Eef Saifuddin, Aktivis Ikatan Masyarakat Paer Lauk (IKMAPALA), pada Rabu (28/5/2025) mengajukan gagasan agar mekanisme distribusi retribusi dapat diterima langsung oleh masyarakat melalui sistem Bantuan Langsung Tunai (BLT). Kebijakan tersebut menurutnya lebih konkret dirasakan oleh masyarakat, khususnya bagi setiap Kepala Keluarga (KK).
Salah satu industri besar NTB yang mengelola emas dan tembaga adalah PT. Aman Mineral Nusa Tenggara (PT. AMNT) yang di dalamnya juga terdapat saham daerah. “Saya usulkan bagaimana misalnya kalau retribusi PT. AMNT dan Dana Bagi Hasil Cukai Hasil Tembakau (DBHCHT) langsung dibagikan ke rakyat per-KK biar bisa langsung dirasakan oleh masyarakat,” tegasnya.
Meski kebijakan tersebut terkesan sulit, namun menurut Eef, tak ada yang mustahil bisa terjadi selama itu memiliki nilai manfaat hang besar bagi masyarakat NTB. Mengingat kondisi ekonomi masyarakat NTB mengalami ketimpangan yang jauh antara masyarakat memiliki ekonomi menengah ke atas dengan masyarakat akar rumput pra sejahtera.
Hal tersebut menurutnya cukup menjadi alasan kenapa afirmasi distribusi melalui BLT mesti dilakukan agar masyarakat merasakan dampak kehadiran industri besar di NTB yang selama ini hanya dikenal namanya oleh masyarakat tapi kontribusi langsungnya tak dirasakan oleh masyarakat pra sejahtera, khususnya di lingkar areal industri tersebut berdiri.
“Tidak ada yang mustahil dilakukan, semuanya bisa biar rakyat cepat makmur, masalahnya sekarang kondisi ekonomi rakyat berbeda-beda, ada yang isi dompet tebal ada pula yang isi dompet kosong. Gapnya harus diperkecil supaya tidak jomplang antara keduanya,” bebernya.
Selama secara regulasi tak salah, sambung Eef, selama itu juga kemungkinan kebijakan masih terbuka untuk dilakukan. Tinggal yang dibutuhkan adalah kemampuan mempresentasikan gagasan ke pemerintah pusat agar gagasan ini dapat diterima secara rasional berbasis fakta di lapangan. Kondisi ini dirasakan sebagian besar masyarakat NTB saat ini.
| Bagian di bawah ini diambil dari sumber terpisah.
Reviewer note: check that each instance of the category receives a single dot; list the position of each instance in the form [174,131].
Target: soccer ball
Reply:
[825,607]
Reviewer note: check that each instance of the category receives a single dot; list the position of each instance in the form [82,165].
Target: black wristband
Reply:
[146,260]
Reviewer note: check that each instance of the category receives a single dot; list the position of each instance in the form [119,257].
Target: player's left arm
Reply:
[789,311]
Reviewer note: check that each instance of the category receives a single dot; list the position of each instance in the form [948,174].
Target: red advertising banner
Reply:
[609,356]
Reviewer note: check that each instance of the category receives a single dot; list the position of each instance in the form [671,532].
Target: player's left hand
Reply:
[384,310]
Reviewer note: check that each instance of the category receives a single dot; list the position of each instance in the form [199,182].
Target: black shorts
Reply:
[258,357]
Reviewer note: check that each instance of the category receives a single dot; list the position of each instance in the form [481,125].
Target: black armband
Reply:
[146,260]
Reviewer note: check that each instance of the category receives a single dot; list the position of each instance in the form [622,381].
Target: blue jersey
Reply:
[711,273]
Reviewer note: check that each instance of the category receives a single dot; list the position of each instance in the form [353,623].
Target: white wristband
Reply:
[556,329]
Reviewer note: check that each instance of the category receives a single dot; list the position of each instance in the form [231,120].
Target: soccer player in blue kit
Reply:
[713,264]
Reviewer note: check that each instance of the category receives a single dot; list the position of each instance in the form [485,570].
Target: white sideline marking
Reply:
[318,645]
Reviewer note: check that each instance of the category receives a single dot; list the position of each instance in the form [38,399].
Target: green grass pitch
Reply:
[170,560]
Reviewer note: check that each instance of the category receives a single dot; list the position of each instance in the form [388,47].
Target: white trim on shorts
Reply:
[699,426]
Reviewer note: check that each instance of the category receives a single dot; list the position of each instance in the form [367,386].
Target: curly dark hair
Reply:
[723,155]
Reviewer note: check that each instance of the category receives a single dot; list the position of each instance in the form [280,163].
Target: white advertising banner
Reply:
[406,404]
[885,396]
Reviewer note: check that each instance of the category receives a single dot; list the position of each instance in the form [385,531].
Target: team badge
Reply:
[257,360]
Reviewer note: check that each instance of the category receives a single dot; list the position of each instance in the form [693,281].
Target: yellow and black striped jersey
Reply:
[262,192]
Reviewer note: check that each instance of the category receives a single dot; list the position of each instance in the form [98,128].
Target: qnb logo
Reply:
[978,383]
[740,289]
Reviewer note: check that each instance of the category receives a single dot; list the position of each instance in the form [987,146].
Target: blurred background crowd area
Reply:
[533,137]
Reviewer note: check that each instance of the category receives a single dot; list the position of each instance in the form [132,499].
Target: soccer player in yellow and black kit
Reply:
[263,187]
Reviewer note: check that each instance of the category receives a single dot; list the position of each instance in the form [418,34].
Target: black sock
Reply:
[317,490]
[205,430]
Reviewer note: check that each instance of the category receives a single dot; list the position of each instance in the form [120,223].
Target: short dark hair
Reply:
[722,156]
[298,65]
Lewat langkah semacam itu angka putus sekolah karena ekonomi dapat diatasi, begitu halnya dengan anak stunting dan terlantar di jalanan. “Tak ada yang salah sepanjang tidak melanggar aturan, tinggal dikonsultasikan ke pemerintah pusat, toh juga kembali ke rakyat. Sehingga tidak ada lagi kita temukan anak putus sekolah dan anak yang stunting, tidak ada lagi kita jumpai anjal yang minta-minta dan ngamen di sepanjang jalan,” tutupnya.(mbq)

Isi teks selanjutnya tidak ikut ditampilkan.